Two types of methods can be used to predict microRNA, experimental and computational approaches. Experimental approaches resort mostly on the most recent sequencing techniques and hence tend to be costly. Various computational approaches have been proposed for prediction of microRNA. One of the main problems encountered in this problem is the imbalance between the positive and negative classes. We have proposed an approach, miLDR-EM, which combines linear dimensionality reduciton (LDR) with explicit mapping onto higher dimensions to classify precursor microRNAs from both pseudo hairpins and other non-coding RNAs. LDR+EM combined with feature selection has been shown to yield excellent performance, better than previous methods, on a dataset of 691 non-redundant human pre-microRNA and 8,494 human pseudo hairpin sequences. By using only three features for normalized/ensemble free energy, miLDR-EM reaches very high prediction accuracy and a geometric mean of 92.20%, which is an excellent performance for a class imbalance problem.

Relevant publications and presentations:

N. Shakiba, L. Rueda (2013). MicroRNA Identification Using Linear Dimensionality Reduction with Explicit Feature Mapping. BMC Bioinformatics. Presented at GLBIO 2012.

Microarray Data Analysis

We have studied the main aspects of microarray data analysis, with emphasis on DNA microarray image gridding and segmentation, as well as gene selection, biomarker detection and clustering time-time series gene expression data. I have contributed to the field of microarray image and data analysis for more than ten years. The most recent contributions and results are listed below.

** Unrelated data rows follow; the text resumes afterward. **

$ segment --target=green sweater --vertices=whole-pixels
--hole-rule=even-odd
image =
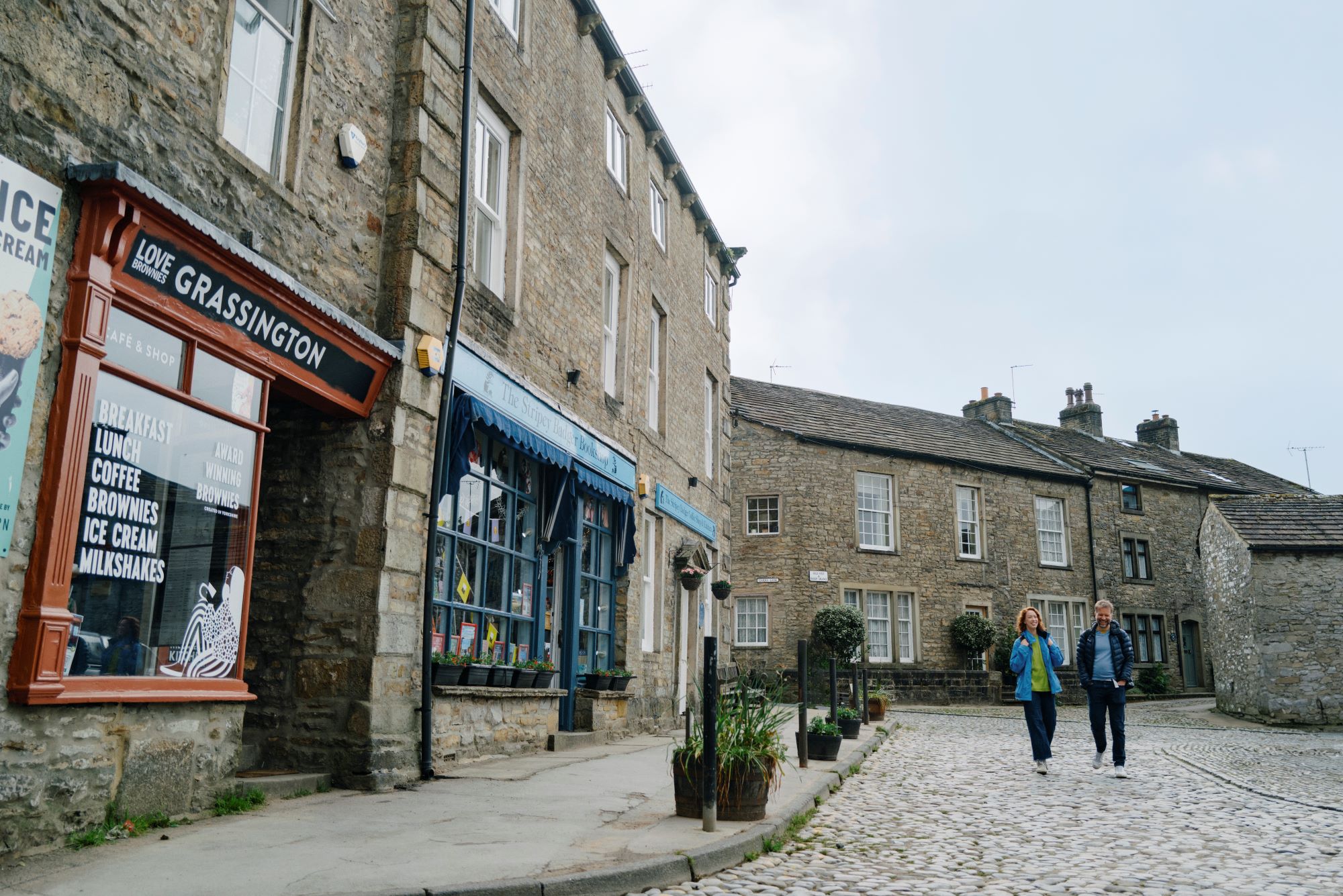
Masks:
[[[1039,645],[1045,638],[1035,638],[1030,645],[1030,689],[1049,693],[1049,671],[1045,669],[1045,656],[1039,652]]]

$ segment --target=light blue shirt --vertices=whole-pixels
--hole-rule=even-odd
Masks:
[[[1109,633],[1096,632],[1096,660],[1092,663],[1093,681],[1113,681],[1115,661],[1109,656]]]

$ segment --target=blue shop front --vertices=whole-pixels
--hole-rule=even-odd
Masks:
[[[614,665],[616,579],[634,561],[635,465],[555,402],[458,345],[439,506],[434,649],[579,676]]]

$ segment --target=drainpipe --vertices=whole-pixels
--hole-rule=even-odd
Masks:
[[[471,58],[475,52],[475,0],[466,0],[466,30],[462,46],[462,157],[457,177],[457,283],[453,288],[453,318],[447,325],[443,357],[443,390],[438,398],[438,431],[434,433],[434,469],[428,488],[428,543],[424,546],[424,625],[420,649],[420,778],[434,777],[434,551],[438,547],[438,506],[443,502],[443,457],[447,453],[449,405],[453,401],[453,359],[457,330],[466,295],[466,209],[470,203],[467,172],[471,170]]]

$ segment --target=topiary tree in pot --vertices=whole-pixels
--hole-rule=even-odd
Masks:
[[[995,638],[992,622],[974,613],[962,613],[951,621],[951,640],[966,651],[966,668],[982,668],[976,657]],[[1010,641],[1009,641],[1010,642]]]

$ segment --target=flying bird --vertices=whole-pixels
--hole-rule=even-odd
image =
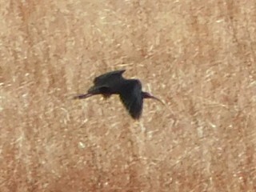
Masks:
[[[118,94],[121,101],[134,119],[141,117],[144,98],[154,98],[163,103],[159,98],[142,90],[138,79],[126,79],[122,74],[125,70],[114,70],[96,77],[94,86],[87,94],[74,96],[74,99],[82,99],[93,95],[102,94],[105,98],[111,94]]]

DNA Microarray gridding: We have proposed a hill-climbing approach for gridding DNA microarray images, and a new polynomial-time algorithm for optimal multilevel thresholding for solving the same problem with almost perfect accuracy, while being free of parameters. My recent book on Microarray Image and Data Analysis by CRC Press includes some of these contributions. Relevant publications:

L. Rueda, I. Rezaeian (2011). A Fully Automatic Gridding Method for cDNA Microarray Images. BMC Bioinformatics, 12:113. Presented at CIARP 2011 (keynote), MWC 2011 (invited), ACM-BCB 2011, BIBM 2010 and PRIB 2010.
L. Rueda and V. Vidyadharan (2006). A Hill-climbing Approach for Automatic Gridding of cDNA Microarray Images. IEEE/ACM Transactions on Computational Biology and Bioinformatics, 3(1):72-83.

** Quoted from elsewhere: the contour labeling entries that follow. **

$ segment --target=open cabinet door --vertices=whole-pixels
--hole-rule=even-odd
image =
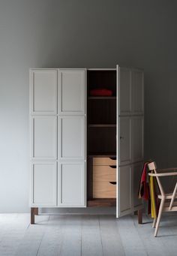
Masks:
[[[141,207],[137,190],[143,161],[143,71],[117,65],[117,218]]]
[[[117,218],[132,212],[130,71],[117,66]]]

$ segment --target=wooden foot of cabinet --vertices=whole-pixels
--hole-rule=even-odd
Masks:
[[[138,224],[142,224],[142,209],[138,210]]]
[[[35,224],[35,215],[38,215],[38,208],[31,208],[31,224]]]

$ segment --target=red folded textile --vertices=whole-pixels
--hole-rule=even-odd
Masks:
[[[107,89],[93,89],[90,90],[91,96],[112,96],[112,91]]]

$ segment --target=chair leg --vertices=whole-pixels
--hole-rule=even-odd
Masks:
[[[157,236],[157,235],[158,235],[159,224],[160,224],[160,218],[161,218],[161,215],[162,215],[162,211],[163,211],[164,202],[165,202],[165,199],[163,198],[161,200],[160,208],[159,208],[159,211],[158,211],[158,216],[157,223],[156,223],[156,225],[155,225],[154,236]]]
[[[155,227],[155,224],[156,224],[156,221],[157,221],[157,218],[154,218],[154,221],[153,221],[153,224],[152,224],[152,227],[154,228]]]

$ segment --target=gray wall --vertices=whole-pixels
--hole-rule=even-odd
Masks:
[[[0,212],[29,210],[29,68],[143,68],[146,156],[177,165],[176,8],[175,0],[0,0]]]

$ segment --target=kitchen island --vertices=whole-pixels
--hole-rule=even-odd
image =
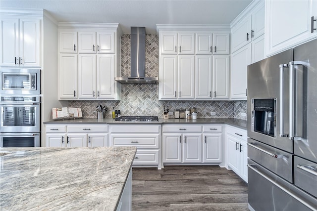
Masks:
[[[0,208],[117,210],[136,152],[133,147],[0,148]]]

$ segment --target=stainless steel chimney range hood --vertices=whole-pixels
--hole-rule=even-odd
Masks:
[[[131,27],[131,77],[117,77],[121,84],[157,84],[158,77],[145,77],[145,27]]]

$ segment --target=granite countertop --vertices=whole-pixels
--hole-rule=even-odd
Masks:
[[[104,123],[107,124],[184,124],[184,123],[198,123],[198,124],[224,124],[231,126],[239,127],[241,129],[247,129],[247,121],[234,118],[200,118],[197,120],[187,120],[187,119],[158,119],[158,122],[116,122],[111,118],[97,119],[97,118],[82,118],[75,120],[53,120],[45,122],[44,124],[96,124]]]
[[[115,210],[136,152],[132,147],[0,148],[0,209]]]

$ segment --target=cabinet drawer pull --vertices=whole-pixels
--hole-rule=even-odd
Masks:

Clustering of Microarray Time-series Data: I have pioneered the model for pairwise and multiple profile alignment for time-series gene expression data. In this work, we proposed a universal alignment model used to represent time-series gene expression data, which is independent of the clustering algorithm being used. Relevant publications:

N. Subhani, L. Rueda, A. Ngom, C. Burden (2010). Multiple Gene Expression Profile Alignment for Microarray Time-series Data Clustering. Bioinformatics, 26(18):2281-2288. Presented at ACM-BCB 2010, CIBCB 2010 and BIBM 2009.
L. Rueda, A. Bari, A. Ngom (2008). Clustering Time-series Gene Expression Data with Unequal Time Intervals. Springer Trans. on Computational Systems Biology, LNBI 5410, pp. 100-123.

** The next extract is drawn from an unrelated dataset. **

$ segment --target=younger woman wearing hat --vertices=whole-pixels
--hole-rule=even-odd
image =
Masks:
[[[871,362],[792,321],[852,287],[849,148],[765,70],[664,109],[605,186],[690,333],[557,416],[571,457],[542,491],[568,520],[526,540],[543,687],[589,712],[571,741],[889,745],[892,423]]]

Other contributions: We have proposed pattern recognition models based on clustering and supervised classification for DNA microarray image segmentation. We have also proposed heuristics for oligonucleotide selection, new approaches for gene selection and missing values, and optimizing the parameters of fuzzy k-means for microarray data clustering.

Relevant publications:

A. Ngom, L. Rueda, L. Wang, R. Gras (2010). Selection Based Heuristics for the Non-Unique Oligonucleotide Probe Selection Problem in Microarray Design. Pattern Recognition Letters, 31(14): 2113-2125.
Y. Li, A. Ngom, L. Rueda (2010). Missing Value Imputation Methods for Gene-Sample-Time Microarray Data Analysis. IEEE Symposium on Computational Intelligence in Bioinformatics and Computational Biology (CIBCB 2010), Montreal, Canada, pp. 183-189.
W. Yang, L. Rueda and A. Ngom (2007). On Finding the Best Parameters of Fuzzy k-Means for Clustering Microarray Data. Multiple-Valued Logic and Soft-Computing Journal, 13(1/2):145-178.